The improvement is striking! The real GMVAE with proper inference achieves the best performance out of all three models. I ran the same experiment multiple times. By the 1000th epoch, five out of six replicates achieved accuracy performances above 80%. One of them even achieved an accuracy of 95%! Surprisingly, our real GMVAE managed to outperform the “GMVAE(M=1) K=10” model both in terms of best run and average run (and does about as well as the “GMVAE(M=10) K=10” model). Also, in constrast to the models from the paper, I didn’t have to rely on convolutional layers, Consistency Violation, or \(\eta\), which I consider a personal victory. *blows knuckles*
To get a better comparison of the models, I also superimposed all three model performances. In doing so, we actually get to see something pretty interesting. If we look at the middle Variational Loss v. Epochs plot, M2 achieves the best loss value despite its poor clustering ability. Modified-M2, on the other hand, has a constrained generative model which led to higher variational loss but better clustering. While not definitive, I think this lends further credence to the hypothesis that M2 chooses a Gaussian Mixture variational family over a Gaussian Mixture manifold because the former leads to lower variational loss.
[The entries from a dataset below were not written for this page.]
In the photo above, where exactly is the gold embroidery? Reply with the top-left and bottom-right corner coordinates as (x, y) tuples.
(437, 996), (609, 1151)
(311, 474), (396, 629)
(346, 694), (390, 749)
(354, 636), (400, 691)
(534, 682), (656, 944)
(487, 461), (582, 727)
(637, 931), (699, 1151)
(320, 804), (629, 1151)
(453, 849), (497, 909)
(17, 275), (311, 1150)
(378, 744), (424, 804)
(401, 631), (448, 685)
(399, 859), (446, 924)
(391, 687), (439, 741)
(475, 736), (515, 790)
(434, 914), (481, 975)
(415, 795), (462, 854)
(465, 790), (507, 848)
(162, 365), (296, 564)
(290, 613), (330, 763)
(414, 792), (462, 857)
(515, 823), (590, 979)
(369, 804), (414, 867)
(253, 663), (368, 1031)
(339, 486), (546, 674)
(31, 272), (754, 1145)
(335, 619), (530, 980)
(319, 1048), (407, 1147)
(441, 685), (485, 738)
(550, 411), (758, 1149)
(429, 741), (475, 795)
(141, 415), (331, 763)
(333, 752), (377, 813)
These experiments helped me get a better understanding of what’s going on behind the scenes of deep generative models that use variational inference. Making these tiny tweaks only to the generative model and arriving at vastly different model behaviors speaks volumes about the importance of really grokking deep generative models and deep amortized variational inference.
If we really only cared about building a deep generative model, we probably won’t care much about whether certain latent variables are being pruned so long as we get a good log-likelihood score. However, if the plan is to repurpose the inference model for a downstream task such as classification or interpretable representations, we should pay more attention to how we set up both the inference and generative models. On that note, I think there is still value in the Consistency Violation term because it gives us explicit control over what the generative model is doing. We can think of CV almost like a prior imposed on the behavior of the generative model, and I imagine it being very valuable once we move to deeper DLGMs or more mixture components. I would also not be surprised if applying CV to the real GMVAE leads to even better clustering performance.
But hopefully, I’ll never see a term like \(\eta\) ever again. Because I think there are definitely more elegant and insightful ways of getting the generative model to do what we want.